Saturday, July 13, 2013

The Link Between Trauma and Substance Abuse

Did you know that substance abuse is often linked to emotional trauma? 
Since the 1970’s professional therapists have acknowledged that trauma is often the culprit in the development of substance abuse disorders. These traumas can include one or more of the following:  childhood neglect, physical, sexual or emotional abuse; it has been proven that these traumas are often the main factor in the development of substance abuse disorders.  Abuse is also often the culprit for anxiety disorders, depression and suicide.
Scientific studies have found that children who are consistently subjected to stress and trauma are wired differently than children who live and are raised in a safe secure environment. But how is trauma detrimental to the development of a child?  When stress or threat occurs, the individual’s body responds with a “fight or flight” reaction.  The powerful hormone cortisol is released, and although it is important and can be a protection device in emergencies, if chronic stress occurs, the levels become toxic and the cortisol damages and kill neurons that are present in crucial parts of the brain.  Hyperarousal, which causes an elevated heart rate, body temperature, and continuous angst, are continually present in the person’s life.  An internal reaction is that the child disassociates, shutting down, and detaching from emotions and feelings in order to adapt.  The younger the child, the more likely they are to suffer from posttraumatic stress.
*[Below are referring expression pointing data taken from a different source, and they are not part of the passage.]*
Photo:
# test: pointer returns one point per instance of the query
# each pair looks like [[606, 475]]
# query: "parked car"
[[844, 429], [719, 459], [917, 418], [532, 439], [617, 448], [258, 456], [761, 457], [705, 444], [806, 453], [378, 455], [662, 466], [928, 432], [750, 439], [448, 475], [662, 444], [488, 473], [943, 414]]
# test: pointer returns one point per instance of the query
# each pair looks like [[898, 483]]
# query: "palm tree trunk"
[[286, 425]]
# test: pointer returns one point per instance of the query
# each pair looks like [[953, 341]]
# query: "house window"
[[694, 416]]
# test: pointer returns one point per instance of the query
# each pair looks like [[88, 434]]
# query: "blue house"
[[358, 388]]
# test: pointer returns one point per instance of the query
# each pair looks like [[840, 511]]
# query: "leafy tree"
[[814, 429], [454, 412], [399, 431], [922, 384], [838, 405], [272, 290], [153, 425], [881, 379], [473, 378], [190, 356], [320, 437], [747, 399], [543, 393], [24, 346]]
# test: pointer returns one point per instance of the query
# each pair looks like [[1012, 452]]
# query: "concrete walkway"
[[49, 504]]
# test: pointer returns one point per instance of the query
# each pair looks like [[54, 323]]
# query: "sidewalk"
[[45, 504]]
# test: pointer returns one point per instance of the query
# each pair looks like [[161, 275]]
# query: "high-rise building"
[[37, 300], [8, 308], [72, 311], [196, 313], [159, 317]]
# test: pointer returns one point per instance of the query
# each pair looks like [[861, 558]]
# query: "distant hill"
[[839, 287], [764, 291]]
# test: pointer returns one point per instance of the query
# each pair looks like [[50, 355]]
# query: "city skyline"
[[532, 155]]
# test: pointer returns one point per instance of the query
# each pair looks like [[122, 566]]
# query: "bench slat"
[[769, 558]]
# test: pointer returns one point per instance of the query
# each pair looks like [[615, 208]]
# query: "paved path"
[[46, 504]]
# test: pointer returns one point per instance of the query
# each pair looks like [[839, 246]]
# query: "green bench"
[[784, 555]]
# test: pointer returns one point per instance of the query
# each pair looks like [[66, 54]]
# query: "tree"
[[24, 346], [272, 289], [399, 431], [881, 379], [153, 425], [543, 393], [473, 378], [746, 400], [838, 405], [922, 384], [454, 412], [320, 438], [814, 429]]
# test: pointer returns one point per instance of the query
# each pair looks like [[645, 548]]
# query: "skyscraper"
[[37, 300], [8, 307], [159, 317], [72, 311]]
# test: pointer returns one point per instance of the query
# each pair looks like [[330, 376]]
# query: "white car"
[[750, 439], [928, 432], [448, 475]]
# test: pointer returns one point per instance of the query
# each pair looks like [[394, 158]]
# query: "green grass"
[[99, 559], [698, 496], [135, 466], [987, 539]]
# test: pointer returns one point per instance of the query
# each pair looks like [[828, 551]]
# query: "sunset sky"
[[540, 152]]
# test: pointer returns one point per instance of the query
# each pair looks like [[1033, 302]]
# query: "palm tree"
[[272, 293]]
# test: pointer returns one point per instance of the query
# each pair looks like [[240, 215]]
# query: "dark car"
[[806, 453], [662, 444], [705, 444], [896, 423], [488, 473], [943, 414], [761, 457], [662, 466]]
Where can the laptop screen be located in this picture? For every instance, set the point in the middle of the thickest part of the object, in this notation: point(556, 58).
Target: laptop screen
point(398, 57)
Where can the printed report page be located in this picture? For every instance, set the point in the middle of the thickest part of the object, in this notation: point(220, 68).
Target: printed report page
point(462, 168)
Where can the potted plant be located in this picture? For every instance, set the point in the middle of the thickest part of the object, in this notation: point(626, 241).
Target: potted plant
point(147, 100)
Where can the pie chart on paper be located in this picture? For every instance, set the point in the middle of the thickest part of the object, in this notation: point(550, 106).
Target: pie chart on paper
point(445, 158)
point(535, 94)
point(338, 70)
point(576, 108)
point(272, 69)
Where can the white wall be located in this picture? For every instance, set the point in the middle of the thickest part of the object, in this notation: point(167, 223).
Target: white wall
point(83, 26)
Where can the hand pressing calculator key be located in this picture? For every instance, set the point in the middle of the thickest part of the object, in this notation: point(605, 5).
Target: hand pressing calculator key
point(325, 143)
This takes place due to the fact that they are helpless to be able to fight or flee.  A state of helplessness becomes a learned response to life and the effects will reverberate throughout the child’s development unless treated.

Did you know that abuse of any kind in the general population is reported to be 8.4%?  In an alcoholic home the rate of reported abuse is 24% for men and 33% for women.  Sexual abuse in the general public is reported to be right around 6%; however, in an alcoholic home the percentage jumps to 12% for men and 49% for women.  The rates for emotional abuse in a home where substance abuse is prevalent compare to the sexual abuse cases, and the long-term repercussions can include depression, anxiety, suicide and problems adjusting in society.
Data collected through the Adverse Childhood Experience study, show that kids that encounter severe childhood stress, are 5 times more liable to become addicted than children who do not encounter these stressors.  Scientists have found that cumulative traumas are the most destructive, and the worst of these is constant ridicule.

Because of the traumas, an individual may suffer with feelings of helplessness and anxiety which can create a constant struggle with depression and impulsive or addictive behaviors.  These addictive behaviors are used to manage or numb the feelings of hopelessness and depression or unwelcome invasive memories.  Dampening the feelings of anger, guilt or other strong emotions as well as acquiring the sense of being in control or relaxed come about with the use of alcohol or drugs. 

Other substance abusers become the family pod because they accept and exhibit the same problematic patterns and behaviors.
People can go for years without having any or very little memory of traumatic experiences. It may not be until they are well into their 30’s, 40’s or 50’s before they realize that the coping mechanisms they have been using to deal with the traumas that they sustained are no longer working. Often it isn’t until disruptive patterns in their relationships and professional lives come forward that they begin to realize that problems exist.

It is imperative that treatment professionals recognize the frequency of trauma among people with addictions.  They must provide a multidisciplinary treatment that has proven effective.  Not all therapists have the skills needed to deal with the twin wounds of trauma and addiction.